Ces lourdeurs administratives imposées par cette lutte contre "l'argent sale" ne sont évidemment pas sans impact sur la dynamique commerciale des entreprises. Et André Bredimus (Bâloise Assurances) n'a pas manqué de remarquer, ces dernières années, un renversement complet dans l'approche du métier. "Par le passé, on était surtout focalisé sur les produits, la clientèle, les marchés. Nous sommes ensuite passés par une période où, clairement, nous avons dû en grande partie nous concentrer sur l'organisation interne. Cela a fait du bien, non seulement aux compagnies, mais aussi aux consommateurs, qui peuvent avoir la garantie d'être, aujourd'hui, en face d'interlocuteurs qui ont une grande considération de leurs intérêts, car ils sont mieux organisés déontologiquement et professionnellement. Pour nous, cette phase est clôturée et nous sommes à nouveau concentrés sur le consommateur.
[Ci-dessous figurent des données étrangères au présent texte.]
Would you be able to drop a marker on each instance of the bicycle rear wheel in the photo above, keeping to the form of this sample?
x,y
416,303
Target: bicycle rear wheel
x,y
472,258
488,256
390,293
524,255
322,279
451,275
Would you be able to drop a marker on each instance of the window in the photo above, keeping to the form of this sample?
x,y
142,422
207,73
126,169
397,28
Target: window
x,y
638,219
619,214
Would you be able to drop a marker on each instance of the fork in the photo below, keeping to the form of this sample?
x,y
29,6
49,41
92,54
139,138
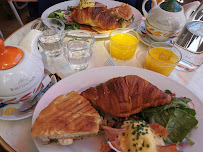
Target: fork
x,y
109,63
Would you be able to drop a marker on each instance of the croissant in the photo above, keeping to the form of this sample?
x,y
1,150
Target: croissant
x,y
124,96
101,17
95,16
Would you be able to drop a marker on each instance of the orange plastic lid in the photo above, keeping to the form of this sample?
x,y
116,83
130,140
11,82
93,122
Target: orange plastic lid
x,y
9,56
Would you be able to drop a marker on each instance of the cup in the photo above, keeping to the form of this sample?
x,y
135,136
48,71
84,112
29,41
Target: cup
x,y
162,57
156,34
78,48
50,40
123,43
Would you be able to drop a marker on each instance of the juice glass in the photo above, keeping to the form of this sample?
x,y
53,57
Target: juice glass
x,y
162,57
123,43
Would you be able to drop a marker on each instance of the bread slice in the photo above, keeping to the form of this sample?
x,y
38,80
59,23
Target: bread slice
x,y
66,118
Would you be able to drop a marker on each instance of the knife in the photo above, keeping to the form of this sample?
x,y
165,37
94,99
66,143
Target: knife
x,y
30,104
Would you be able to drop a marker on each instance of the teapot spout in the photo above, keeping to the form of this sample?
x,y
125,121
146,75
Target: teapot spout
x,y
29,42
189,8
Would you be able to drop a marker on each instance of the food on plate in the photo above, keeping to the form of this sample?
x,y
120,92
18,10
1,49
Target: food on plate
x,y
86,3
124,96
177,117
97,19
66,118
106,19
135,116
136,136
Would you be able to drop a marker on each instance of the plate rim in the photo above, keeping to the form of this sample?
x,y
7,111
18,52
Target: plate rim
x,y
44,14
123,68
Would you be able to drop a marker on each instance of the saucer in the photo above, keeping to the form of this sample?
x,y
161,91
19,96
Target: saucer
x,y
144,36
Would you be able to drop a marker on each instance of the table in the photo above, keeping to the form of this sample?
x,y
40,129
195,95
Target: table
x,y
20,138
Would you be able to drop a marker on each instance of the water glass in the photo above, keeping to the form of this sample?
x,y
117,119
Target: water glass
x,y
162,57
50,41
123,43
78,48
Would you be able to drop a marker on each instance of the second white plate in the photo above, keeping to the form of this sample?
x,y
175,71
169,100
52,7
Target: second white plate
x,y
92,77
108,3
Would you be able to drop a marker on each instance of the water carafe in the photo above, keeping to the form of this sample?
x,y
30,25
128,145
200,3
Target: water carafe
x,y
190,42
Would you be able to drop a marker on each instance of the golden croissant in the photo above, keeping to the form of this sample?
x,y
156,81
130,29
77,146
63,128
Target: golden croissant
x,y
102,18
124,96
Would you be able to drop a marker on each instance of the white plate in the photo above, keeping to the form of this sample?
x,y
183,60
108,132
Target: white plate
x,y
92,77
4,116
108,3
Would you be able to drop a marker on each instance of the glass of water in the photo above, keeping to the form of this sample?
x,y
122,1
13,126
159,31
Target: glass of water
x,y
78,48
50,40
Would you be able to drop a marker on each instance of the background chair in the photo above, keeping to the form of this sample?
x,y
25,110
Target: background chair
x,y
13,4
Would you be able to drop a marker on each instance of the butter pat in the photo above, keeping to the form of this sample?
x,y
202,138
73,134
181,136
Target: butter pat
x,y
86,3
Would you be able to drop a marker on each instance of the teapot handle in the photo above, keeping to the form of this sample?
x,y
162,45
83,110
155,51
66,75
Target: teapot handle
x,y
188,8
29,42
143,7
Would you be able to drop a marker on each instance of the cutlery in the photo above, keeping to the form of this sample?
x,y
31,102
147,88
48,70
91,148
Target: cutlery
x,y
30,104
109,63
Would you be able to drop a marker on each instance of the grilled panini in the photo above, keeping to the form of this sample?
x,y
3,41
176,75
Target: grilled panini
x,y
66,118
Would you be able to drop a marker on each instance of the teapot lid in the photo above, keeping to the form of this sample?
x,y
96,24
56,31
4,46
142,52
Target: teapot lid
x,y
171,6
9,56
Ce qui n'empêche pas de travailler sur des projets internes qui vont plus loin dans la connaissance du client, afin de faire la part des choses entre les clients que nous désirons avoir et qui nous donnent satisfaction et ceux qui ne sont pas tellement désirés. Le terme "le client est roi" doit être revu autrement. Certains oui, mais pas tout le monde et le but est évidemment de connaître ceux qu'on veut traiter comme des rois...".
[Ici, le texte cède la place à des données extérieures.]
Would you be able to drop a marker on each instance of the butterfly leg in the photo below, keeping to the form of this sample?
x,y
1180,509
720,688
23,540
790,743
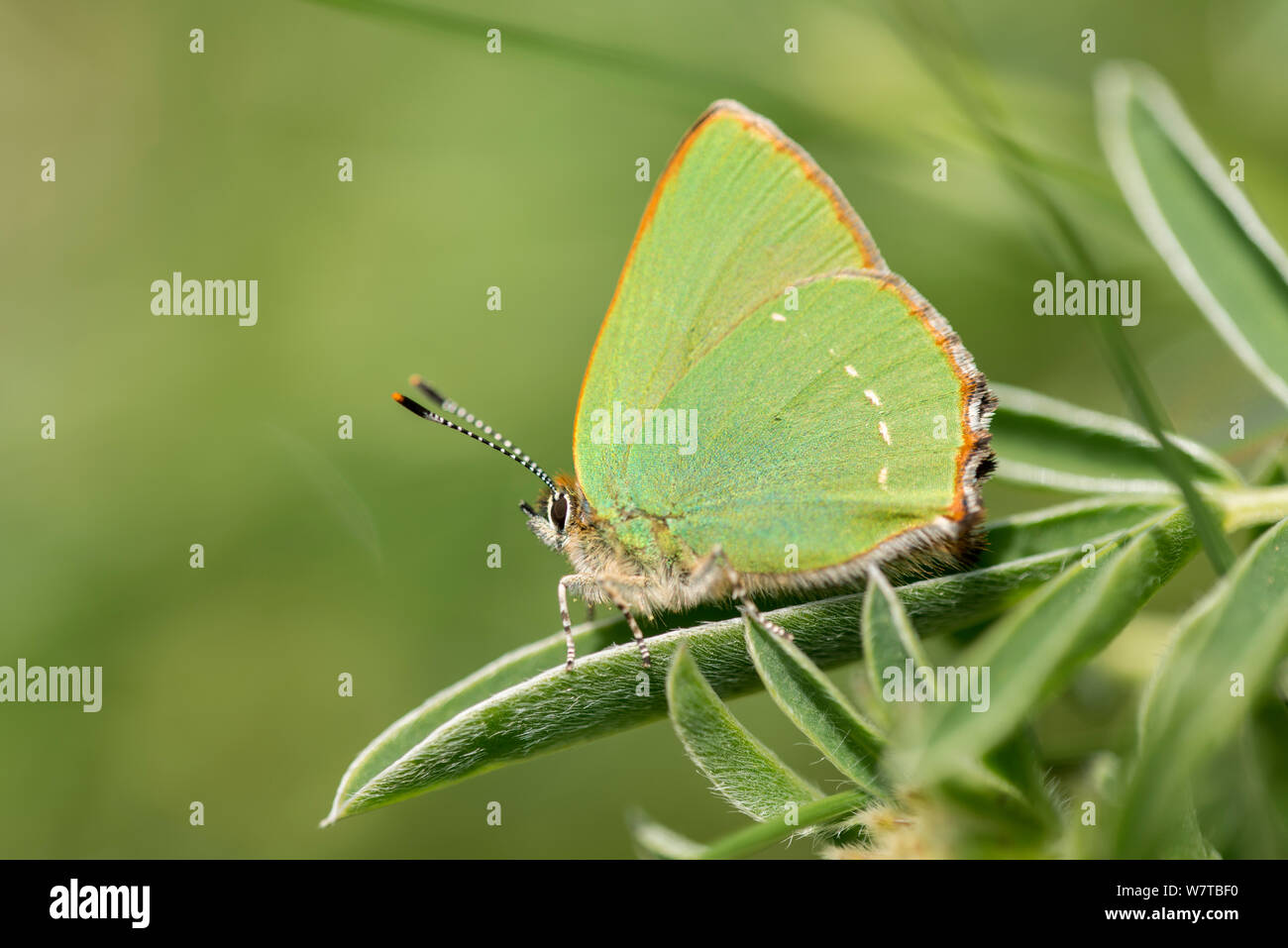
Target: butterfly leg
x,y
613,592
610,588
716,565
571,579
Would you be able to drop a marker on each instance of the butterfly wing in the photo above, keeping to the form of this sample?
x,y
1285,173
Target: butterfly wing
x,y
835,425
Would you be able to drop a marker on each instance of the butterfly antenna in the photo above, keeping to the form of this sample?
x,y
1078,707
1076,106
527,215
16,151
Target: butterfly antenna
x,y
503,446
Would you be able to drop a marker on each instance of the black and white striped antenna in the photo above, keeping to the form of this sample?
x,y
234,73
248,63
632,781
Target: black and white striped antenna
x,y
497,442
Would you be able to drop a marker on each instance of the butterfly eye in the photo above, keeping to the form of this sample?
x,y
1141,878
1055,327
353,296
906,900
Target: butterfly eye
x,y
559,511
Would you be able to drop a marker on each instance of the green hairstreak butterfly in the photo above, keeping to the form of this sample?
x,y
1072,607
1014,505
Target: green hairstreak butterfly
x,y
767,407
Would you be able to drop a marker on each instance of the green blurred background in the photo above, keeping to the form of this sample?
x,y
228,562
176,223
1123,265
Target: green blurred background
x,y
471,170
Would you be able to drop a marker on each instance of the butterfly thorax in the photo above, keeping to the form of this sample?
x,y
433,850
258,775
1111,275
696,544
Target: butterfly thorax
x,y
630,553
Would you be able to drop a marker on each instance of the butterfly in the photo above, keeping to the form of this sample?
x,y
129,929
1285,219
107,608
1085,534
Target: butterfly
x,y
768,408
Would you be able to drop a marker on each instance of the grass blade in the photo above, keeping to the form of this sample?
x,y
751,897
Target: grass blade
x,y
889,639
760,836
1197,218
1034,648
742,771
1193,706
814,704
656,841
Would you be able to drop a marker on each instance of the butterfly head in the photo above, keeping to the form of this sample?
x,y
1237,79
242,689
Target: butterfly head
x,y
559,515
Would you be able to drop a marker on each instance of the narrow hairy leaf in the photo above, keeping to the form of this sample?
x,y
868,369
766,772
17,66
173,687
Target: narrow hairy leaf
x,y
1220,662
1051,443
524,704
656,841
1197,218
741,769
759,836
889,639
1035,647
815,706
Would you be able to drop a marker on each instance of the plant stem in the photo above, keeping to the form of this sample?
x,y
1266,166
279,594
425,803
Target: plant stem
x,y
758,836
1250,506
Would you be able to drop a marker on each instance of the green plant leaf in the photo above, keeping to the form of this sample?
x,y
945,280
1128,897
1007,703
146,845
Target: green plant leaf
x,y
742,771
889,638
523,703
1035,647
1190,707
758,836
815,706
656,841
1197,218
1050,443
L'un des impacts majeurs, en terme d'organisation, concerne les systèmes informatiques, qu'il faut adapter aux nouvelles exigences et contraintes. Les contrôles des black lists, régulièrement mises à jour et éditées par les autorités de surveillance, aussi bien sur le plan national (Commissariat aux Assurances) qu'international (comme avec l'OFAC, l'Office of Foreign Assets Control), nécessitent, par exemple, des développements spécifiques qui sont loin d'être gratuits. Une telle solution informatique peut en effet nécessiter des investissements très importants, non seulement pour son implémentation mais également pour sa maintenance, c'est-à-dire lors de la seule vérification des noms figurant sur cette liste noire.
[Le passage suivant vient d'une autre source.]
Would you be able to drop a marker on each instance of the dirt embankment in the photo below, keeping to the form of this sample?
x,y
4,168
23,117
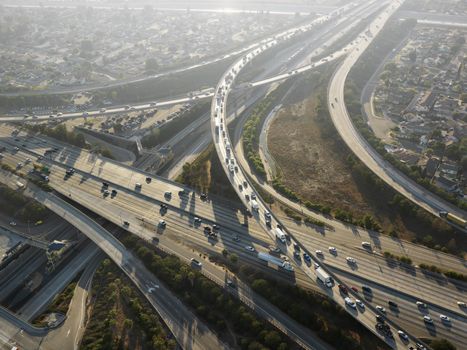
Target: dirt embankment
x,y
314,164
308,161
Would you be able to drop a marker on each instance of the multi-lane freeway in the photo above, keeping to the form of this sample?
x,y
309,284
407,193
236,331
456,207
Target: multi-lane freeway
x,y
87,190
137,191
373,160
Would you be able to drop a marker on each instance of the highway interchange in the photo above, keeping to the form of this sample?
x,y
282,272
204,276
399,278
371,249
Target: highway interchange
x,y
131,205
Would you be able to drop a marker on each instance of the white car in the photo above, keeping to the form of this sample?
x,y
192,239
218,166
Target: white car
x,y
403,335
421,304
350,302
444,318
381,309
427,319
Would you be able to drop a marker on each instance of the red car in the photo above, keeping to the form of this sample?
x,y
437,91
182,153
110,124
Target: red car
x,y
343,289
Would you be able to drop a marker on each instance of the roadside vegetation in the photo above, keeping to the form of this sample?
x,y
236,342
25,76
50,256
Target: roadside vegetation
x,y
254,124
60,133
313,310
233,321
388,38
60,303
120,317
318,171
206,175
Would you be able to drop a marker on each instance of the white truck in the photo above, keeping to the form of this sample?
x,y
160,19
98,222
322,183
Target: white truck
x,y
324,277
280,235
254,205
275,261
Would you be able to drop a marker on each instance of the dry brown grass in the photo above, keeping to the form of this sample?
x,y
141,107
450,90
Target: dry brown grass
x,y
308,159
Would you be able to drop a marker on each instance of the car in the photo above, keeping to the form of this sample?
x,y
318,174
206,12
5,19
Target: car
x,y
427,319
421,304
380,309
349,301
380,319
195,262
444,318
343,289
420,346
403,335
274,250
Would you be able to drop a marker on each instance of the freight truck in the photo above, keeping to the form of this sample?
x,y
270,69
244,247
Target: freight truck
x,y
324,277
275,261
454,219
280,235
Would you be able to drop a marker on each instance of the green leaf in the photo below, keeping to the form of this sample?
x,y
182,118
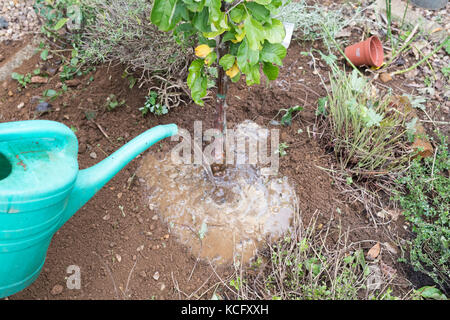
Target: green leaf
x,y
195,5
246,57
238,14
263,2
197,81
227,61
274,53
286,120
201,21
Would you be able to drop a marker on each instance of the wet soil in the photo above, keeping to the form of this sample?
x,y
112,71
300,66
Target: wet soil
x,y
121,244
Le challenge consiste alors à supporter ces coûts sans que le client final n'en pâtisse. "Une autre conséquence est que, chez nous, certains autres développements informatiques ont été repoussés, indique Patrick Schols (Swiss Life). Ainsi, nous avons par exemple un grand projet d'archivage électronique que nous avons décalé de six mois supplémentaires, le temps d'être au point sur la question du blanchiment. C"est évidemment contraignant, mais on assume, car il est primordial de pouvoir garder une image intacte et de rendre nul le risque potentiel de détenir de l'argent qui ne serait pas net".

La mise en place des dispositions relatives à la nouvelle loi sur l'intermédiation, parue en juillet dernier, constitue le dernier grand chantier législatif majeur, en attendant, ensuite, que soient publiés les projets de loi transposant les récentes directives européennes sur la réassurance et la RC auto. De quoi laisser le temps aux compagnies d'assurance de digérer le copieux repas auxquels elles ont eu droit ces derniers temps et de mettre à profit les restructurations internes qu'elles ont menées pour se bâtir un nouvel avenir.

Un contrat d'assurance n'est, finalement, rien d'autre qu'un morceau de papier derrière lequel se bâtit, presque exclusivement, une relation de confiance. Aux assureurs de montrer que derrière toute cette infrastructure mise en place et cette législation imposée, la confiance qu'ils attendent des clients est méritée et justifiée et qu'elle est recevable à chaque étape d'un contrat. Et ce n'est certainement pas le marché qui s"en plaindra. "Du point de vue éthique, déontologique, contrôle des opérations, nous sommes passés au cours des dernières années, à un niveau supérieur de professionnalisme que nous n'avions pas auparavant, ni ici, ni dans d'autres pays", conclut André Bredimus.